# A∞-algebras and group cohomology

Published: Thu 23 November 2006

In which the author, after a long session sweating blood with his advisor, manages to calculate the A-structures on the cohomology algebras $$H^*(C_4,\mathbb F_2)$$ and $$H^*(C_2\times C_2,\mathbb F_2)$$.

We will find the A-structures on the group cohomology ring by establishing an A-quasi-isomorphism to the endomorphism dg-algebra of a resolution of the base field. We'll write mi for operations on the group cohomology, and μi for operations on the endomorphism dg-algebra. The endomorphism dg-algebra has μ1=d and μ2=composition of maps, and all higher operations vanishing, in all our cases.

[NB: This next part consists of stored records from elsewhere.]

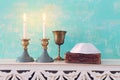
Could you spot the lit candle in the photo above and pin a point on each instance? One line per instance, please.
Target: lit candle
(44, 26)
(24, 27)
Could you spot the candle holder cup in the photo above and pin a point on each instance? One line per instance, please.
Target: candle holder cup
(59, 37)
(44, 56)
(25, 56)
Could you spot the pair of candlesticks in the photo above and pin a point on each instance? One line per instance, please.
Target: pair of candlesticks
(59, 37)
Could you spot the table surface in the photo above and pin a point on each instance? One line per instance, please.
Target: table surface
(109, 62)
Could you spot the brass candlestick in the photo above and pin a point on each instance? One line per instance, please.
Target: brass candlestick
(59, 37)
(25, 56)
(44, 56)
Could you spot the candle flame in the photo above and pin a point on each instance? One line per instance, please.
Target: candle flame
(44, 17)
(24, 17)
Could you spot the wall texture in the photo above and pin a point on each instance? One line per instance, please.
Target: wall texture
(93, 21)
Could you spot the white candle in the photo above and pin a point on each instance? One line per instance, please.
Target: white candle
(44, 26)
(24, 27)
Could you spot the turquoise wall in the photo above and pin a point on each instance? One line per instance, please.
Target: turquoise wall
(93, 21)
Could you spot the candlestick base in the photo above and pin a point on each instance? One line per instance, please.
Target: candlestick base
(44, 57)
(25, 57)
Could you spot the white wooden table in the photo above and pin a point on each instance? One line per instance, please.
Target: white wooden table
(59, 70)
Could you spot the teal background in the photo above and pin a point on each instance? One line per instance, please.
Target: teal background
(93, 21)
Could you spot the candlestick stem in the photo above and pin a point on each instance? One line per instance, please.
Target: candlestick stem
(25, 56)
(44, 56)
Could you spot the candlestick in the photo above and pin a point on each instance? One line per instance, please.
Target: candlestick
(25, 56)
(44, 26)
(24, 27)
(44, 56)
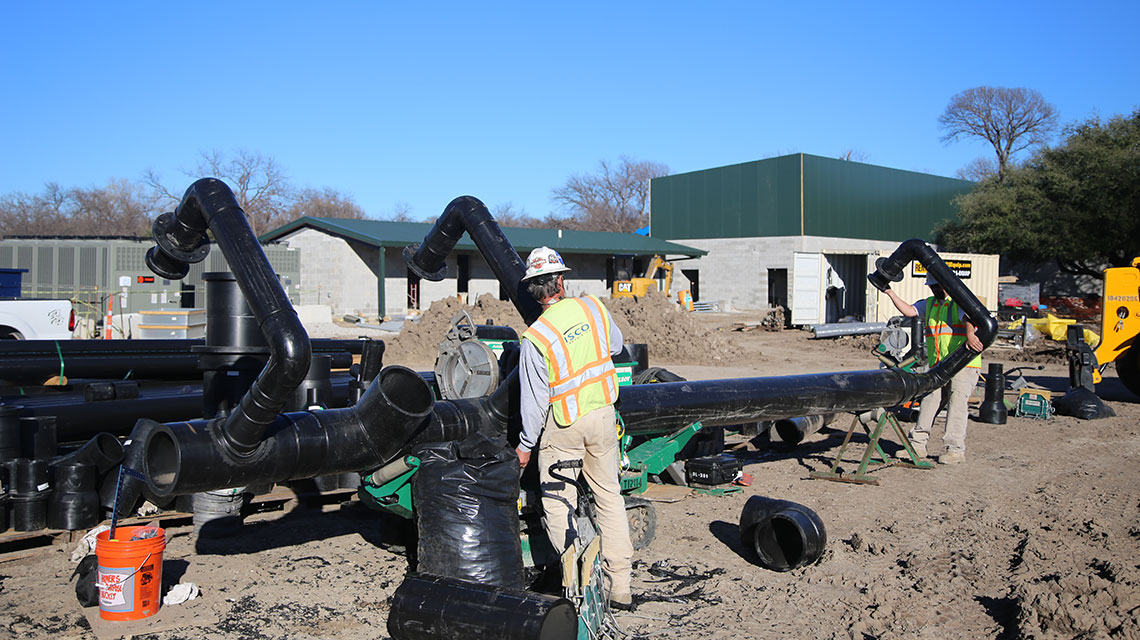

## Elementary abelian 2-group

Let's start with the easy case. Following to a certain the notation used in Dag Madsen's PhD thesis appendix (the Canonical Source of the A-structures of cyclic group cohomology algebras), and the recipe given in A-infinity algebras in representation theory, we may start by stating what we know as we start:

$$\Lambda = \mathbb F_2(C_2\times C_2) = \mathbb F_2[a,b]/(a^2,b^2)$$ our group algebra. We can resolve $$\mathbb F_2$$ using a neat canonical resolution, derived from the tensor products of the resolutions of the field with modules over the cyclic 2-group. This gives us the resolution
$$\begin{diagram} P : & \dots & \rTo & \Lambda^3 & \rTo & \Lambda^2 & \rTo & \Lambda^1 & \rTo & \mathbb F_2 & \rTo & 0 \end{diagram}$$
where each differential is given by a matrix D with Di,i=a and Di+1,i=b.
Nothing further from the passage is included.